The Grant Wood Area Education Agency can inform districts about effective teaching practices and suggest how a program may or may not support those practices. Consultants can also help the district reflect on its specific student achievement data and how a proposed program can meet student needs, Nelson said.
The Grant Wood Area Education Agency is “paramount” in helping schools identify quality teaching materials, said Kelsey Feldmann, K-6 math resource specialist in the Iowa City Community School District.
Iowa City schools are currently reviewing their math curriculum, and Feldmann makes many classroom visits to observe math lessons. She also discusses with teachers and students how the curriculum leads to “meaningful growth” in student knowledge and what aspects are not as effective.
“It’s important that teachers feel their voice is heard,” Feldmann said. The process gives teachers “ownership” of the curriculum, said Feldmann, who taught elementary and middle school math for 10 years.
Feldmann also visits districts that are using educational materials that Iowa City schools are considering implementing and takes the time to “do authentic research,” she said.
“I think it’s really exciting to know that our district is able to look at our unique needs here and take the time to figure out what will best meet our needs,” Feldmann said. “What is good for our district is not necessarily what is good for other districts.”
The Iowa City Community School District has an eight-year cycle to revise and replace the curriculum.

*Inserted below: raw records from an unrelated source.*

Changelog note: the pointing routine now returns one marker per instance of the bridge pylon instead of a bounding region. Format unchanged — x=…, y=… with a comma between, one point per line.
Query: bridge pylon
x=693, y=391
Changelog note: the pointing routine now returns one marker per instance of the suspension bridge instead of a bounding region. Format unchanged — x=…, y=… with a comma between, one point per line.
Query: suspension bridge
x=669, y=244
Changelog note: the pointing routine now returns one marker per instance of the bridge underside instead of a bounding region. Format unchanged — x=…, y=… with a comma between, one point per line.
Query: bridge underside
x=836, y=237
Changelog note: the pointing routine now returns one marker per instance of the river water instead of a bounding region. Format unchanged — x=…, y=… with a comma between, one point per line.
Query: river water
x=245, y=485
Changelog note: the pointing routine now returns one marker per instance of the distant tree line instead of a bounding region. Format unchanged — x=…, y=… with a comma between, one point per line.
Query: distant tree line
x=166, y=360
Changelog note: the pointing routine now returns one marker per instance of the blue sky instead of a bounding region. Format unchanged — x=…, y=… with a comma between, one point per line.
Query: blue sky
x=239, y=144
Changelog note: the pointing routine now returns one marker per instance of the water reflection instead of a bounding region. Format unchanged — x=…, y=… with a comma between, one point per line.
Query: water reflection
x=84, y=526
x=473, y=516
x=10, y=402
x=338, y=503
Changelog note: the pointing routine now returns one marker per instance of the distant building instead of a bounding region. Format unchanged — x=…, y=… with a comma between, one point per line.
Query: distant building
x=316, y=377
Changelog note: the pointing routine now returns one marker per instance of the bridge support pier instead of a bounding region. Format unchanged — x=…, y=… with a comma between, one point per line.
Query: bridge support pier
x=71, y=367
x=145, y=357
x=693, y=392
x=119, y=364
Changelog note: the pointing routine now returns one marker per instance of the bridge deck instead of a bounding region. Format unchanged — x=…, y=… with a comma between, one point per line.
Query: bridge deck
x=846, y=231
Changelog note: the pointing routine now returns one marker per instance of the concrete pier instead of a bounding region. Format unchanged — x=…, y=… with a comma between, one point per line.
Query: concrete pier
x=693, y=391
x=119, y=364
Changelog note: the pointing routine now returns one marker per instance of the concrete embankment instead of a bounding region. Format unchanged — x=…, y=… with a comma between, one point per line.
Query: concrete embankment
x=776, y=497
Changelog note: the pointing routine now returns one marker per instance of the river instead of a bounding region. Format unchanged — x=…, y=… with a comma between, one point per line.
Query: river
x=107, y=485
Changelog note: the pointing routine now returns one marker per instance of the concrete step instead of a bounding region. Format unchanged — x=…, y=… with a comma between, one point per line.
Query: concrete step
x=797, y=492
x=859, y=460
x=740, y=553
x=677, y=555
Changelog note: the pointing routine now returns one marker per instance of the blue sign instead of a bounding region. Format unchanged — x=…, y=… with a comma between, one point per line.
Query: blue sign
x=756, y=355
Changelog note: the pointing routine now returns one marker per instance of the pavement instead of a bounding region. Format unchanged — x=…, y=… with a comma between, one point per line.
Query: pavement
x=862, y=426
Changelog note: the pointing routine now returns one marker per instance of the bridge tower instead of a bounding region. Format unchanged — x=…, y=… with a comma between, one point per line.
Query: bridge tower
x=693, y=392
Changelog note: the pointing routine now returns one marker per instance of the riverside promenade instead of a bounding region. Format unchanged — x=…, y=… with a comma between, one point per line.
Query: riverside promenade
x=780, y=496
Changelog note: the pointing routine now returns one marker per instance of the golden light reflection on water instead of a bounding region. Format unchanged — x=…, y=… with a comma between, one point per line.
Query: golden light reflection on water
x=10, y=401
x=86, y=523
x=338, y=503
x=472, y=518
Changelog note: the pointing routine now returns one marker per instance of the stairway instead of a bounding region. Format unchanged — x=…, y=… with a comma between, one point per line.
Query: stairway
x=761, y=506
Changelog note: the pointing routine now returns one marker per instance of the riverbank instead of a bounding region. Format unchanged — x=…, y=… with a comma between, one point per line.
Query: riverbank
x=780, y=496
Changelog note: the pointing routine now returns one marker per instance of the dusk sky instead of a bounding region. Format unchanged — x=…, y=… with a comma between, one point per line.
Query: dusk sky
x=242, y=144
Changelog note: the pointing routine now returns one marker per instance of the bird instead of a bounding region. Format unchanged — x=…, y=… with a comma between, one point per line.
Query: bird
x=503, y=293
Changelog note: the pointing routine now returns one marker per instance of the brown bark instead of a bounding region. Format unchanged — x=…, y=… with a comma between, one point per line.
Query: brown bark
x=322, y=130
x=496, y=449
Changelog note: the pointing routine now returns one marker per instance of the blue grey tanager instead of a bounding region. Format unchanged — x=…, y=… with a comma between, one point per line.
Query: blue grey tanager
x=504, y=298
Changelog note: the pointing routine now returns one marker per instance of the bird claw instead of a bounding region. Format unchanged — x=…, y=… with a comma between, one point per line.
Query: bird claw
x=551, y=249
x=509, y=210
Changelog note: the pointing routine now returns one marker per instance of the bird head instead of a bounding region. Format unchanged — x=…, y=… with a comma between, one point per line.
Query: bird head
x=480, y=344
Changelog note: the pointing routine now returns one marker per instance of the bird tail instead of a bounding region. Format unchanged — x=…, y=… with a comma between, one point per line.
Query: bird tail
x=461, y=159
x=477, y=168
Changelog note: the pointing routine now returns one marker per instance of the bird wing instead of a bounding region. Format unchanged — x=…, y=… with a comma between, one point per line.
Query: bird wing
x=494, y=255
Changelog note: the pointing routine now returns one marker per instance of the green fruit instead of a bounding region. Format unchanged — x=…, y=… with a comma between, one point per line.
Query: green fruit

Adopting a new curriculum costs between $1 million and $1.5 million, said Diane Schumacher, executive director of teaching and learning for Iowa City Schools.
A new math curriculum will be adopted in fall 2024 for Iowa City elementary schools and fall 2025 for middle and high schools.
The math changes, Schumacher said. A few decades ago, students had to memorize algorithms they weren’t supposed to understand, she said.
“Now we ask the children to understand why the algorithm works. These are some of the changes the Iowa Base Standards asked us to make.
Iowa City educators are also considering equity in their math curriculum adoption process. Does the textbook only include white or culturally diverse mathematicians? Schumacher asked. Are students shown solving math problems from a variety of backgrounds?
Iowa City high schools are working to eliminate lower-level math courses, which have a disproportionate representation of students of color, that don’t meet student needs, Schumacher said.
The elementary math curriculum review process begins with Iowa City school officials working with Grant Wood Area Education Agency consultants to identify a good curriculum and preview materials from eight companies, Schumacher said. .
A team of elementary school teachers reviews the curriculum and a rubric is developed to rate the material on how it aligns with Iowa Core Standards, rigor, consistency, conceptual understanding, quality of instructional support for teachers and the support available for differentiation — from high-ability students to students who need extra instruction, Schumacher said.
Teachers also consider the real-world application of the curriculum: Are students actively learning or just “passively receiving” information, Schumacher asked. An example of active learning is blocks that show young students why the number five is greater than three.
The eight curricula are then whittled down to four depending on the rubric, and all teachers have the opportunity to give feedback on curriculum options, Schumacher said. This is helping district officials narrow the program down to two options, which will be tested in all 24 elementary schools.
There’s a “huge advantage” for schools to be able to make their own choices about their curriculum, Schumacher said.
“We choose what is good for us and for our students,” Schumacher said. “He was not chosen by someone in Des Moines who is trying to make a choice for all students in Iowa.”